Os produtores rurais de Mandirituba, no Paraná, buscam a Indicação Geográfica para a camomila produzida na região de Mandirituba, área Metropolitana de Curitiba. Trazida há cerca de 40 anos para o município por imigrantes europeus, principalmente da região da Polônia e Ucrânia, a iniciativa em prol do reconhecimento da erva medicinal envolve produtores da região, o Sebrae Paraná e a Prefeitura de Mandirituba.

A camomila é um produto paranaense que está no processo de busca pela Indicação Geográfica (IG), na modalidade Indicação de Procedência, junto ao Instituto Nacional de Propriedade Industrial (INPI).

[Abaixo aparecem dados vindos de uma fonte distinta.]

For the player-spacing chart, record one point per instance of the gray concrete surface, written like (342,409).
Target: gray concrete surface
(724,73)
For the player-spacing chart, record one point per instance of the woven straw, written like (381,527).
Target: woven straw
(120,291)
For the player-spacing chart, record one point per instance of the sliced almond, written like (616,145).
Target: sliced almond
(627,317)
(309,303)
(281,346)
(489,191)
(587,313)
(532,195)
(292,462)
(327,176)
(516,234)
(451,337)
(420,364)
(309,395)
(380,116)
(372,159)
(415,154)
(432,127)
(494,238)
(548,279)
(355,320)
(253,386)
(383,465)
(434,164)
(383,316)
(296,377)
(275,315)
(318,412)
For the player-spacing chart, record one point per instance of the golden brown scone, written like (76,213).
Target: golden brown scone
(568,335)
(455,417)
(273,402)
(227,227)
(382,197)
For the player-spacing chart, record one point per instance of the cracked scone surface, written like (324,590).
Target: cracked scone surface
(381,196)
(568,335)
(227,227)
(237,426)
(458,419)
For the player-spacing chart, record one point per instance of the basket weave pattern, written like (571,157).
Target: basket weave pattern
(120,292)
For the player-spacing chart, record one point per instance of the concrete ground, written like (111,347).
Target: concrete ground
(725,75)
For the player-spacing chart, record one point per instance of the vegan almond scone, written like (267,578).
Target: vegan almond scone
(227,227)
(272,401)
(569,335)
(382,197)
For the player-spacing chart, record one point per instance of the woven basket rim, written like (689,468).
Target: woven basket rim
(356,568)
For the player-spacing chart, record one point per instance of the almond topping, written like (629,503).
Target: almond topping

Com início em outubro de 2021, as ações estão em fase de planejamento estratégico, que conta com a produção do caderno de especificações técnicas e o estatuto para a criação de uma associação dos produtores de camomila de Mandirituba. A cidade é conhecida nacionalmente como a capital da camomila.

De acordo com dados da Secretaria Estadual de Agricultura e Abastecimento (SEAB), em 2020, foram produzidas 280 toneladas da camomila, com valor bruto de produção de 6 milhões e 640 mil reais, equivalente a 11,93% do total do município. Ao todo, são cerca de 40 produtores na região. Em 2021, segundo a secretaria de Agricultura e Meio Ambiente de Mandirituba, foram cerca de 430 toneladas produzidas.

A Indicação Geográfica (IG) é importante para os pequenos negócios e produtores, pois é considerada um diferencial competitivo. Além disso, esse signo permite a valorização dos produtos tradicionais brasileiros e a herança histórico-cultural, protegendo as regiões produtoras. Nesse contexto, o legado agrega à área de produção definida, tipicidade, autenticidade com que os produtos são desenvolvidos e a disciplina quanto ao método de produção, garantindo um padrão de qualidade.